In short: If your TypeScript compiles, your GraphQL schema is valid.

Usage Example

// Config.ts
export interface Config { // global config for your schema
  context: Context;
  // ... and with optional configurations, like scalarMap, etc.
}

// User.ts
export interface User {
  id: string;
  name: string;
  email: string;
}

// GraphQLUser.ts
export const GraphQLUser = objectType<Config, User>()({
  name: "User",
  fields: {
    id: { type: { type: "ID" } },
    name: {
      description: "login name", // optional description
      type: { type: "String" },
    },
  },
  fieldResolvers: {
    email: resolver<string | undefined>()()({ // say email is authorized field
      type: { nullable: true, type: "String" },
      resolve(user, _args, context, _info) { // this will be passed to graphql
        return context.diContainer.resolve(UserService).getUserEmail(user);
      },
    }),
    postsConnection, // field resolvers can be defined across multiple files
  },
});

// fieldResolvers/Query/userById.ts
export const userById = resolver<User | null, Record<"id", string>>()<
  Config, // in across multiple files, additional generic arguments are required
  {} // type of the parent(`Query`) object (`{}` in this example)
>()({
  type: { nullable: true, type: "User" },
  args: {
    id: { description: "user id", type: { type: "ID" } },
  },
  resolve(_parent, args, context, _info) {
    return context.diContainer.resolve(UserService).getUserById(args.id);
  },
  deprecationReason: "use user instead",
});

// GraphQLQuery.ts
export const GraphQLQuery = objectType<Config, undefined>()({
  name: "Query",
  fieldResolvers: { userById, ...andOtherFieldsInQuery },
});

// schema.ts
export const schema = create<Config>()
  .register(GraphQLQuery, GraphQLUser, ...otherTypes)
  .build({
    Query: {}, // as `{}` is used to represent `Query` object type
    Mutation: {},
  }).schema; // you can chain .register(), or print the schema to a file as well
// type of `schema` will be error message if your schema has validation errors
(<T>(_: Exclude<T, string>) => {})<typeof schema>(schema); // type error if so

Why fn()()(input)?

In TypeScript, you can’t partially infer and partially provide generics in a single call in a clean way. The currying-like syntax:

objectType<Config, User>()({ ... })

allows you to:

  • Pass some generics explicitly.
  • Let the rest be inferred from the input object.
  • Avoid declaring the object separately with as const just to get proper inference.

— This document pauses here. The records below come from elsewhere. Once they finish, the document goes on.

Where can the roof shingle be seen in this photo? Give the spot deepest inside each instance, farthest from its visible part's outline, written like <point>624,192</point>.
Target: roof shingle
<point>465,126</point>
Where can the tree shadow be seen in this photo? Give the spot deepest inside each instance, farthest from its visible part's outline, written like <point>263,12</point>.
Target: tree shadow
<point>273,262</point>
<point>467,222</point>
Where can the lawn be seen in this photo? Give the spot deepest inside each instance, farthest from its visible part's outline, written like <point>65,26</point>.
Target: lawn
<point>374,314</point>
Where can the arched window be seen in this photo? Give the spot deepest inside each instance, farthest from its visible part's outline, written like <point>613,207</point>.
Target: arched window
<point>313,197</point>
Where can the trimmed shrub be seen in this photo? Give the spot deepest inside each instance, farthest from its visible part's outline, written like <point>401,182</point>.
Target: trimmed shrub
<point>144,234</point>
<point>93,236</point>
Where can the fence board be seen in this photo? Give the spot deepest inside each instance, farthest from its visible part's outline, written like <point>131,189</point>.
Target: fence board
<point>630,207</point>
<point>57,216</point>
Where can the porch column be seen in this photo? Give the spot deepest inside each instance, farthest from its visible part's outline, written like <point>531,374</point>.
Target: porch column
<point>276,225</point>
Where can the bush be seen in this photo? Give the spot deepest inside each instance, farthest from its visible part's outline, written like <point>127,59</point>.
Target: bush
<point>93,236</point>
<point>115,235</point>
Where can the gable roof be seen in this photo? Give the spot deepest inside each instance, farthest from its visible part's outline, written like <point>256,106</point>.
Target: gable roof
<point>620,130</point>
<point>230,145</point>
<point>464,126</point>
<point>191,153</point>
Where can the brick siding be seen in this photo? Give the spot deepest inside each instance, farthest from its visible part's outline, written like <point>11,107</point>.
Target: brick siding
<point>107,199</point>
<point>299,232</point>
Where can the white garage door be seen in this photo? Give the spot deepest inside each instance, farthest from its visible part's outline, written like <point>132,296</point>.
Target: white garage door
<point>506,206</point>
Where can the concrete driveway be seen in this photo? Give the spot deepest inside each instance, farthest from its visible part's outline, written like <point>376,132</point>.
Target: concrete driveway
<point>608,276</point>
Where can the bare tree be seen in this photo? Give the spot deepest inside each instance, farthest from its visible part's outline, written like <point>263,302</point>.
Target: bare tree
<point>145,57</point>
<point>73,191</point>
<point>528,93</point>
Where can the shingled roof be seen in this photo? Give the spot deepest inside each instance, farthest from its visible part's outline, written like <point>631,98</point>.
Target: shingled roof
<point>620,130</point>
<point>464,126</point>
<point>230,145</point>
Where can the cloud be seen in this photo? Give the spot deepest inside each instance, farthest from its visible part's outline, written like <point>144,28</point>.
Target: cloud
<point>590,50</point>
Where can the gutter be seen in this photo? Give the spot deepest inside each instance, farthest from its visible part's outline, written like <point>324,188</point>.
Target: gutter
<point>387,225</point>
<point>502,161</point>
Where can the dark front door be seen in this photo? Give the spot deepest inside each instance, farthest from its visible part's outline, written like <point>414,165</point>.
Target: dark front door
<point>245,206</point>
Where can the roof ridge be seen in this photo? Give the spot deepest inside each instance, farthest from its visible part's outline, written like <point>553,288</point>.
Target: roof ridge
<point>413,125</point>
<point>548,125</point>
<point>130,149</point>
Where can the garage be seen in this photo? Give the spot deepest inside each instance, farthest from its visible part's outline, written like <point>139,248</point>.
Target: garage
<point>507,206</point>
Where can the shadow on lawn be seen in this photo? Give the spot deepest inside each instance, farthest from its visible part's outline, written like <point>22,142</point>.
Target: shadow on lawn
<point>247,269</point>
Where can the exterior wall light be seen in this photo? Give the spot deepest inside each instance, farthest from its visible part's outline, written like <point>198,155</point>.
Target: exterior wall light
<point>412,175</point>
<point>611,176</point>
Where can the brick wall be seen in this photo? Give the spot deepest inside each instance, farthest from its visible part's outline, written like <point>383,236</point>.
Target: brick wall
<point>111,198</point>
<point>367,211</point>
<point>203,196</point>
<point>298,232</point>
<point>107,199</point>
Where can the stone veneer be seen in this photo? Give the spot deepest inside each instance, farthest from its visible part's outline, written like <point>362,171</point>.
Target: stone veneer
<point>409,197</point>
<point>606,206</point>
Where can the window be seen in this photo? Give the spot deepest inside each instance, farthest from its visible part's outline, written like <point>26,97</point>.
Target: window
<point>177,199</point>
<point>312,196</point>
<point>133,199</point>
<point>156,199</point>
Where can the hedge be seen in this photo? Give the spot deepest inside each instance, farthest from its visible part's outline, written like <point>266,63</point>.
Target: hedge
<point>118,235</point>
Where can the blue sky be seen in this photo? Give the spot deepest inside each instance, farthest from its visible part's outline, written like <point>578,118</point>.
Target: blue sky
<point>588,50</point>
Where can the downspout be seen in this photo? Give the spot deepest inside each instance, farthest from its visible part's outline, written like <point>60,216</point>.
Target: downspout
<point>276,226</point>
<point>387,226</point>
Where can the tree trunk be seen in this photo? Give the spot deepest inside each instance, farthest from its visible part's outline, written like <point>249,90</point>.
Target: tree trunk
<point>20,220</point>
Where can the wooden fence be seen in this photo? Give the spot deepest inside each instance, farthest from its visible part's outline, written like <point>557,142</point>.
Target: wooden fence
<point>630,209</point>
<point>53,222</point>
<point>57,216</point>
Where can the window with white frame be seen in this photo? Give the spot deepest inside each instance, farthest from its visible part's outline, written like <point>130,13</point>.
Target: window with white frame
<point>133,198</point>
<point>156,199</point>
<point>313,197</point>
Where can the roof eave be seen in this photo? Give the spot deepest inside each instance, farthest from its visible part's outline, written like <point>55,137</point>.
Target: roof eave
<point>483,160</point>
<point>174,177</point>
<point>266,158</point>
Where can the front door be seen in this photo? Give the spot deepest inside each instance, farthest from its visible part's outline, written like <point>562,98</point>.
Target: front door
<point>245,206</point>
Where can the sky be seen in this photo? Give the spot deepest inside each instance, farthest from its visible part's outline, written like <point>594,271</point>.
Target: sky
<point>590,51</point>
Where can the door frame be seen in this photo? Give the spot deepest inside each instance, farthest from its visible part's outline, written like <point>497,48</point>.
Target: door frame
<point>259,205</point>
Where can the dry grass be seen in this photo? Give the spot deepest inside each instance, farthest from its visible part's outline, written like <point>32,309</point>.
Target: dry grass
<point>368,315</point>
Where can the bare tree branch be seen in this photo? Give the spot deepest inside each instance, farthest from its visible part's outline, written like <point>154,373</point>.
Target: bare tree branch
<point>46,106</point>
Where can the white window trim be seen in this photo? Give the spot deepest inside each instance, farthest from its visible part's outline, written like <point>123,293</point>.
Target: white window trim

Without this, you’d need to do:

const def = { ... } as const;
objectType<Config, User, typeof def>(def);

which is verbose and less ergonomic.

If you’re a pure JavaScript user, you can just use the graphql package directly—gql-typed is essentially a type-safe wrapper with compile-time validation.

Features

  • Full compile-time schema validation — no runtime mismatch surprises.
  • Type-safe resolvers — resolver args, parent, and return type are all checked.
  • Multi-file schema definition — works even if field resolvers are split across files.
  • Integrates with existing GraphQL servers — returns standard graphql package objects.
  • No code generation — no extra build step required.
  • Clear, early feedback — if your schema is invalid, TypeScript tells you before running the app.